An analysis of records of pancreatic surgery during the last 35 years at Johns Hopkins University in Baltimore by pancreatic cancer surgeon// Charles J. Yeo, M.D., Samuel D. Gross Professor and chair of surgery at Jefferson Medical College of Thomas Jefferson University and Thomas Jefferson University Hospital in Philadelphia and Jefferson’s Kimmel Cancer Center, and his colleagues have revealed that contrary to what many both in and out of medicine may believe, major pancreatic cancer surgery can successfully be performed on patients in their 80s, 90s and even older.

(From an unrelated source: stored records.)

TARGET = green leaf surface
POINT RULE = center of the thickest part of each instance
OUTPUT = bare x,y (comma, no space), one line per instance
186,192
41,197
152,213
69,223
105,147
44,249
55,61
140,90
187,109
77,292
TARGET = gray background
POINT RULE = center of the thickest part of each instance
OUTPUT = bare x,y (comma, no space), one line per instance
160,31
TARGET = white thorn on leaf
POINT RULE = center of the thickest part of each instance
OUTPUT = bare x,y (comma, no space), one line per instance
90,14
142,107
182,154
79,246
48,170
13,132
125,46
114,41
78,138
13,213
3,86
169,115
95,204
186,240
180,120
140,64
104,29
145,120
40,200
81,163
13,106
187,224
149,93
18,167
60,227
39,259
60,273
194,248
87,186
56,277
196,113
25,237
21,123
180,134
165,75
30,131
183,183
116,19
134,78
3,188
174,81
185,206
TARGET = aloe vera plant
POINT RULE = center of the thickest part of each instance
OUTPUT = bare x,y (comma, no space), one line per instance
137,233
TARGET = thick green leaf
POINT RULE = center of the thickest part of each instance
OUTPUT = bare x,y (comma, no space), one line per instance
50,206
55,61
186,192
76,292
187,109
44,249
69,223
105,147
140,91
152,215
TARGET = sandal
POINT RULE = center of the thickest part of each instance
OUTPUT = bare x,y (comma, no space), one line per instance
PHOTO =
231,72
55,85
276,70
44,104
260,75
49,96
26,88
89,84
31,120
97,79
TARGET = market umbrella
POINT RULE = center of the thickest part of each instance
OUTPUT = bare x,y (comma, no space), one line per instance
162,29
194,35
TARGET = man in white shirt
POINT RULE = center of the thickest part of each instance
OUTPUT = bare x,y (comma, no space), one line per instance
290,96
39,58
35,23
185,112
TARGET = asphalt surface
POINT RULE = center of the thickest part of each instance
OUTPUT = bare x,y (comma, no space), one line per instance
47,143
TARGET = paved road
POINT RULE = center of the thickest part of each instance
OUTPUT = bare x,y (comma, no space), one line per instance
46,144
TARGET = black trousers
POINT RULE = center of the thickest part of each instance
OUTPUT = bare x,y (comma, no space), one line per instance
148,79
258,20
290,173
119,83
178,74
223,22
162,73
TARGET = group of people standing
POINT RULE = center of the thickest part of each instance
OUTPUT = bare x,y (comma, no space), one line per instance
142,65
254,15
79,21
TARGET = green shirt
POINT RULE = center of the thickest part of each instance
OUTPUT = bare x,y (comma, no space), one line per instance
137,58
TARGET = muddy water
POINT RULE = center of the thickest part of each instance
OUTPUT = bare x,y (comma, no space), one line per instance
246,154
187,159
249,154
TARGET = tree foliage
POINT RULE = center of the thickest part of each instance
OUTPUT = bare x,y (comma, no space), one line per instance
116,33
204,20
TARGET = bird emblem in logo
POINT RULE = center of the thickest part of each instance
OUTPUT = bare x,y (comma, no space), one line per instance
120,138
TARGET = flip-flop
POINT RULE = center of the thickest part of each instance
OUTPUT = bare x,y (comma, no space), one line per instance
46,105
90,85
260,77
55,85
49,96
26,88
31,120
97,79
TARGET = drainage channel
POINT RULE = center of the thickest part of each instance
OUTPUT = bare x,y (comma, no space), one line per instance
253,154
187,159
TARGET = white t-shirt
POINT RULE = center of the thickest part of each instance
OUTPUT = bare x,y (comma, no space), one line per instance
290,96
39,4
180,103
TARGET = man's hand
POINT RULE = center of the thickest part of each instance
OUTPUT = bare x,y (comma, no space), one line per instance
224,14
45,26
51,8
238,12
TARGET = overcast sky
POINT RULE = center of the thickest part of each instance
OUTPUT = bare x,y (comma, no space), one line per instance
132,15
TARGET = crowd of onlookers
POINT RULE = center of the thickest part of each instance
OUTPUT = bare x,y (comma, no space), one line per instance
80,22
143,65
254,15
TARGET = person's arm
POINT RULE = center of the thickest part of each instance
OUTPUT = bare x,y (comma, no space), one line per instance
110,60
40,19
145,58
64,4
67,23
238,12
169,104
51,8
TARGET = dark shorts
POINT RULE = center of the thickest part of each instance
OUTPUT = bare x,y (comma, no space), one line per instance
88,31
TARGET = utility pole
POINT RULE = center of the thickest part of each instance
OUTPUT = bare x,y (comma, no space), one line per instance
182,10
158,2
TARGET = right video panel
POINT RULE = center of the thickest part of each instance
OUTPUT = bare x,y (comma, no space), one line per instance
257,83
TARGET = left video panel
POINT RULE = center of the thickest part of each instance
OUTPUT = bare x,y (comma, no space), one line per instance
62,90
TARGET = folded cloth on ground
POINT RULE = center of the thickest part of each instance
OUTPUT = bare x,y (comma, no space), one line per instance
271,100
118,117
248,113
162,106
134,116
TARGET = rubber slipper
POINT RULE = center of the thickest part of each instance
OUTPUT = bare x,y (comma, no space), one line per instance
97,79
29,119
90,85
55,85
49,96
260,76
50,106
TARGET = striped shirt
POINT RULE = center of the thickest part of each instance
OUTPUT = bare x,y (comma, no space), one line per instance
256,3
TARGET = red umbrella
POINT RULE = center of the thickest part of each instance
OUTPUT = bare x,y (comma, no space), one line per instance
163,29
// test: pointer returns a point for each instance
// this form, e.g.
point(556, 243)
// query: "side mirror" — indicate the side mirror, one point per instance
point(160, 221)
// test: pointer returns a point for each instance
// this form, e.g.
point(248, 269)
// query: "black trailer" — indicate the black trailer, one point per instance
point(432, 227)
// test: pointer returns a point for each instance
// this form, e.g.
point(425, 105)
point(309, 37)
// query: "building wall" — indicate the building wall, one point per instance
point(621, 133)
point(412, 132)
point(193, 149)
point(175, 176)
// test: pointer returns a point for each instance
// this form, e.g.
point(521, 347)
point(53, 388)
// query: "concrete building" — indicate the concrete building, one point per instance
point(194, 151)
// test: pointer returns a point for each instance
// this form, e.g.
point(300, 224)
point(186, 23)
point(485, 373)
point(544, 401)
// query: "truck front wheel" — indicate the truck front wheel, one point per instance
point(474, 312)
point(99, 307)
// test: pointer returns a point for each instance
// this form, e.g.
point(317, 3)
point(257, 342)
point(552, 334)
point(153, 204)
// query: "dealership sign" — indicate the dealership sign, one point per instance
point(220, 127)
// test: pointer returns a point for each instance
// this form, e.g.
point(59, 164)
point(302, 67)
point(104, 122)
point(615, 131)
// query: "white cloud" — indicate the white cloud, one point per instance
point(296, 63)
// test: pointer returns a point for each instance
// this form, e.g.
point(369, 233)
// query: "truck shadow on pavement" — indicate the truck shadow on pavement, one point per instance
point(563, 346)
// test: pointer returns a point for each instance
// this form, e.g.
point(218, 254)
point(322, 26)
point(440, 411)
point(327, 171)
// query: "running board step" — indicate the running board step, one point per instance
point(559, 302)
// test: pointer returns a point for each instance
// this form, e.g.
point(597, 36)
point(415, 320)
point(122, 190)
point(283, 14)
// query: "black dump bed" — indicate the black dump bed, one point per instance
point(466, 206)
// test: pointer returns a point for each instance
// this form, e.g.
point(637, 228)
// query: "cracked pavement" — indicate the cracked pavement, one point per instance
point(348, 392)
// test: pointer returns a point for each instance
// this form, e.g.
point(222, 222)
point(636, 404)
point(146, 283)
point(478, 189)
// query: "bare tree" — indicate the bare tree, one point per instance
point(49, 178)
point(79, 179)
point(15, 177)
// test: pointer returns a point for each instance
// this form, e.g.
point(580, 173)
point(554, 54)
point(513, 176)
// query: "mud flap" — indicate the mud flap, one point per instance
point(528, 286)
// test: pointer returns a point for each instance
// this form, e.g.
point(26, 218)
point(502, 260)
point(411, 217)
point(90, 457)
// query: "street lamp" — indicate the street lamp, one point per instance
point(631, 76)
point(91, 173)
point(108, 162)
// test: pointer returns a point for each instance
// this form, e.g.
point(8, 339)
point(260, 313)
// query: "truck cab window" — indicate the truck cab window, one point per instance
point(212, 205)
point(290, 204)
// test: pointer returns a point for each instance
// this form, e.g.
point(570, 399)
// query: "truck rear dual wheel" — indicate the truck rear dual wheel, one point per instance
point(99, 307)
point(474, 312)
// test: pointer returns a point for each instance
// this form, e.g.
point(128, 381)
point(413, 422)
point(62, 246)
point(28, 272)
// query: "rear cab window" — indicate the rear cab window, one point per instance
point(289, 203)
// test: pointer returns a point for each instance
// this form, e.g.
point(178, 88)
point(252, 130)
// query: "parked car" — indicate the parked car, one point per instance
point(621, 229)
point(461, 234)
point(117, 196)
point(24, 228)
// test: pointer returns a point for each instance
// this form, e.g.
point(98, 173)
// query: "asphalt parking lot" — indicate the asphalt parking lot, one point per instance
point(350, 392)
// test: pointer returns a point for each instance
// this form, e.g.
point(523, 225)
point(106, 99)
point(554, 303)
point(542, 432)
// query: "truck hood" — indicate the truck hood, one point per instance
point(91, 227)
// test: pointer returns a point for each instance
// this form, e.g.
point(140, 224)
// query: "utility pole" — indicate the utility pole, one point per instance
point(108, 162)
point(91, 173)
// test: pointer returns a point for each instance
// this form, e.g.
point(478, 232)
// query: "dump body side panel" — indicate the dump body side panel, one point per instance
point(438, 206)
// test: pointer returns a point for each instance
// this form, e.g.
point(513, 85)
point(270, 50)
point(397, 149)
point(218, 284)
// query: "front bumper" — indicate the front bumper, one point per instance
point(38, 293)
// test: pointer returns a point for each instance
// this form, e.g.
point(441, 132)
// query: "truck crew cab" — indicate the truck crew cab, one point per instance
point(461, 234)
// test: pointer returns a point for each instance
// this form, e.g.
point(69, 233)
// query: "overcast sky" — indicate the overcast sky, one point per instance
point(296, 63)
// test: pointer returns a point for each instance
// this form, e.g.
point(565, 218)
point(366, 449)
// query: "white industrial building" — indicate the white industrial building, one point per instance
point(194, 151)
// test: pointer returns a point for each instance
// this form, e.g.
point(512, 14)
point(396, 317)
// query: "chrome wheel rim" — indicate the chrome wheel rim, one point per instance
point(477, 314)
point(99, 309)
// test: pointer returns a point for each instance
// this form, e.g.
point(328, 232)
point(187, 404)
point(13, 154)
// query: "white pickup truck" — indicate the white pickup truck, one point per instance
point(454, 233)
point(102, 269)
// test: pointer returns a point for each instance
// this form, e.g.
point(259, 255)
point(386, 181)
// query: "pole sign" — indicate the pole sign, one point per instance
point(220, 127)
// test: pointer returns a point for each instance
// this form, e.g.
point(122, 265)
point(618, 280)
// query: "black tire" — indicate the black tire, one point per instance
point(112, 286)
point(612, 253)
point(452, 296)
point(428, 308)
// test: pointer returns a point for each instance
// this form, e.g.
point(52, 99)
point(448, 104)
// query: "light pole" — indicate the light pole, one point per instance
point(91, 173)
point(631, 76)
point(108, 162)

In the study, reported recently in the Journal of Gastrointestinal Surgery, Dr. Yeo and co-workers examined records of nearly 2,700 cases of the standard Whipple operation for pancreatic disease, including cancer. Of these, about 1,000 operations were performed in the last four years. The Whipple procedure entails the surgical removal of the head of the pancreas, the duodenum (part of the small intestine), part of the common bile duct, the gallbladder and sometimes a portion of the stomach.
Of this group, 207 patients were 80 years old or older. Those who were 80 to 89 years of age had a mortality rate of 4.1 percent (8 of 197), and a complication rate of 52.8 percent. Those younger than 80 years old had a mortality rate of 1.7 percent, with a complication rate of 41.6 percent. Of 10 patients 90 or older, the researchers reported no deaths after surgery, though half had complications. Of those 80 to 89 years old, 59.1 percent lived for at least one year, while 60 percent of patients 90 years and older lived that long after surgery.
Such complication rates for individuals at least 80 years old are what would be expected, Dr. Yeo says, and involve conditions that afflict many that age, such as heart disease, diabetes and high blood pressure. “The general aging population isn’t dying from pancreas disease,” he notes. “They are dying from other causes.”